Detención y sin registro denuncia en una comisaría de la provincia.

El sospechoso ingresó en la mañana del domingo a robar a una escuela. En la Comisaría no quisieron tomar la denuncia y retiraron lo que había sustraído. Investigación.

Tres policías quedaron aprehendidos por liberar a un presunto delincuente sin que intervenga la Justicia.  La Fiscalía a cargo de Diego López Ávila inició una investigación y no se descartar que los oficiales queden detenidos en las próximas horas.

Todo comenzó el domingo. Un malviviente ingresó –cerca de las 6- a la escuela Obispo Colombres, que está ubicada en el barrio 11 de Marzo. Al sonar la alarma, el policía de custodia encontró al sospechoso escondido con un ventilador en su poder. El uniformado se comunicó con el sacerdote de la institución y con personal de la seccional 13ª para informarles lo sucedido.

Al sospechoso lo cargaron en una camioneta para trasladarlo a la comisaría. El sacerdote llegó  al mediodía a realizar la denuncia correspondiente. Sin embargo, el oficial de turno le advirtió que no podía hacerlo porque se había demorado y que por ese motivo habían aprehendido al intruso por una contravención.
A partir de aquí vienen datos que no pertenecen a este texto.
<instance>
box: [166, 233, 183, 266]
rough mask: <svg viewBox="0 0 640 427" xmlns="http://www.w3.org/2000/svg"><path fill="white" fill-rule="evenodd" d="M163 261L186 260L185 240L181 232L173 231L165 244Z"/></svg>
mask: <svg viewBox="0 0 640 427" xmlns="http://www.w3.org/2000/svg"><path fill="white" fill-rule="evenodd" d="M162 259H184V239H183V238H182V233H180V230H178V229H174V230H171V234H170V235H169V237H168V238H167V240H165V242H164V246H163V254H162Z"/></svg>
El denunciante insistió tanto que le terminaron haciendo un acta y le entregaron el ventilador sustraído. El religioso se marchó del lugar desconfiando de lo que había vivido en la seccional. Horas después, le comentó la situación a un funcionario judicial que le advirtió que el procedimiento de entrega del ventilador era irregular y que debería denunciarlo ante la Justicia. Ambos se presentaron el lunes ante el fiscal López Ávila para contar lo que había sucedido.

Personal de la Fiscalía de Robos y Hurtos I secuestró  el libro de guardia y el libro donde quedan registradas las aprehensiones por contravenciones. “Si bien es cierto que no puedo dar mayores detalles, allí notamos algunas irregularidades que se habrían cometido en este caso”, explicó el fiscal López Ávila en La Gaceta.

Trascendió que el ingreso del acusado del robo quedó registrado a las 7 aproximadamente en calidad de aprehendido. Sin embargo, nunca se le informó a la fiscalía de Robos y Hurtos I que había cometido un ilícito y tampoco se había informado sobre la entrega del ventilador, prueba indispensable para imputarle el delito al sospechoso.

 

En el libro de contravenciones, en cambio, se anotó que la misma persona había sido arrestada por haber generado incidentes en la vía púbica. También se conoció una declaración del acusado, en la que confesaba la inconducta por la que fue arrestado: “Me encontraba en la intersección de la avenida Alem y Pasaje Berreta y sin motivo alguno comencé a gritar e insultar a las personas que pasaban por el lugar. En se momento se me acercó un policía para decirme que deponga mi actitud, pero no le hice caso y continué alterando el orden y la paz de la zona. Por tal motivo el uniformado me trasladó a esta dependencia donde me hizo conocer que me encontraba detenido comunicado (sic)”, habría declarado el sospechoso.

En medio de todas esas irregularidades, no se informó adónde fue trasladado, ya que no estuvo en la seccional 13ª, por lo que se especula que fue liberado después de haber pagado una multa y no procesado por el delito del que se lo acusó.

Ayer, según confiaron fuentes judiciales, fue citado a declarar la mayoría del personal que estuvo ese día en la dependencia, y quedaron aprehendidos: los oficiales Martín Morales y Álvaro Páez, que estuvieron a cargo de la guardia entre el sábado y el domingo, y el cabo Roberto González, que fue el que trasladó al apresado y actuó de testigo en la contravención como testigo.

Desde la Justicia informaron que son varias las de denuncias de las dependencias policiales que no quieren tomar la denuncia. Realizarán una investigación más profunda.